Wow! Gorillas was a project sponsored by Bristol Zoo Gardens in 2011 that displayed 61 decorated life-sized fibreglass gorilla sculptures on the city’s streets. It coincided with the zoo’s 175th anniversary. At the end of the event the sculptures were auctioned off, raising £427,300 for gorilla conservation work and for local Bristol charity Wallace and Gromit’s Grand Appeal.
2013 saw Gromit Unleashed take to the streets of Bristol. This saw 1.18 million people visiting the Gromit Unleashed trail and associated exhibition over the 10 weeks of the event last summer. Church Road at Lawrence Hill was one of the sites chosen for a Gromit; it hosted one named Lodekka (posts passim) after the fondly remembered Bristol double-decker bus commonly in use when I first moved to the city in the 1970s.
After these events, the places where any remaining sculptures can be seen on public display can be counted on the fingers of one hand. One gorilla can be seen in North Street, Bedminster and one Gromit adorns the bows of one of the Bristol Ferry Boat Co.’s ferries plying the city docks.
However, there’s one place where both a gorilla and a Gromit can be seen together – Feeder Road alongside the Feeder Canal, historically an area associated with grime and industry, not art of public view.
If you look up a couple of hundred yards beyond the traffic lights, you see them.

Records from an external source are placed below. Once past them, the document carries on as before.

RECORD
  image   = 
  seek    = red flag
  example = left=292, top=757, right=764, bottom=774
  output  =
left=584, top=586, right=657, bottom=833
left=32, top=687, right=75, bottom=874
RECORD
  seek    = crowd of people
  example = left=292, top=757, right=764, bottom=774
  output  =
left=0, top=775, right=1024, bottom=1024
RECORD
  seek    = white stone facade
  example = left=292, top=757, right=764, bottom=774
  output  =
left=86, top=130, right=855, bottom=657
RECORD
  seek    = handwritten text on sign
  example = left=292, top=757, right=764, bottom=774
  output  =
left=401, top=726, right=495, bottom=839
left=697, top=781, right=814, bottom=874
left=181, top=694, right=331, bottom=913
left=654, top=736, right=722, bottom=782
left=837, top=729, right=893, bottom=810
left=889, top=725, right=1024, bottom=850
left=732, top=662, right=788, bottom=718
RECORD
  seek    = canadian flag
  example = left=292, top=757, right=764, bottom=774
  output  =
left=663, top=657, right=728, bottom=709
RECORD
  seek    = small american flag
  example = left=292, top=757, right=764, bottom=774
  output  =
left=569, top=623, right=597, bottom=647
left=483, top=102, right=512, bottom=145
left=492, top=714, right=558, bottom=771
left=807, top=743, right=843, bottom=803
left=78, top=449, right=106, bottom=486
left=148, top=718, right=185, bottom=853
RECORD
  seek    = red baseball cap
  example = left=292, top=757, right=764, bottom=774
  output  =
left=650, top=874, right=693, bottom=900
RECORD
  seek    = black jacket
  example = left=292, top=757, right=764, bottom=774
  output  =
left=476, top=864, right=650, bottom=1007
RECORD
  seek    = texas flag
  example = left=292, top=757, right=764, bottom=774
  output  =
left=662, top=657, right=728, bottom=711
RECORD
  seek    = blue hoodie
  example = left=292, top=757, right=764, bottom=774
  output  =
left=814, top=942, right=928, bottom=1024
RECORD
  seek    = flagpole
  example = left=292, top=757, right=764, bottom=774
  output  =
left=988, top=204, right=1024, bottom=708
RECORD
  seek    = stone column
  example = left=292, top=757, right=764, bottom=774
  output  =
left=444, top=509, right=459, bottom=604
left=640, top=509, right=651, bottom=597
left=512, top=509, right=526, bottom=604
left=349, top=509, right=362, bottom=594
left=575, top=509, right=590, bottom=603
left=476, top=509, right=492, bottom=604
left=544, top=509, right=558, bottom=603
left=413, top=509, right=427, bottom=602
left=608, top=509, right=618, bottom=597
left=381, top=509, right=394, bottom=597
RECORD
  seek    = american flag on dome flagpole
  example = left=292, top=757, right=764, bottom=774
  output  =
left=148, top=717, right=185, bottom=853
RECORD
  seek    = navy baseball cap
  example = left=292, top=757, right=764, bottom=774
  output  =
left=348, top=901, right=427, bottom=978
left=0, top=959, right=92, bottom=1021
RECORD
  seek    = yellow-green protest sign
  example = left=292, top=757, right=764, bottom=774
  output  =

Both were bought at the respective charity auctions by Manor Scrap. According to their website, Manor also acquired another gorilla, but this cannot be viewed from the road from what I could see.
Chatting to Pete, the boss of Manor Scrap recently, I understand that the next sculpture trail to be organised in the city will be based on another Aardman animated character – Sean the Sheep.
Will Shawn end up down the Feeder too?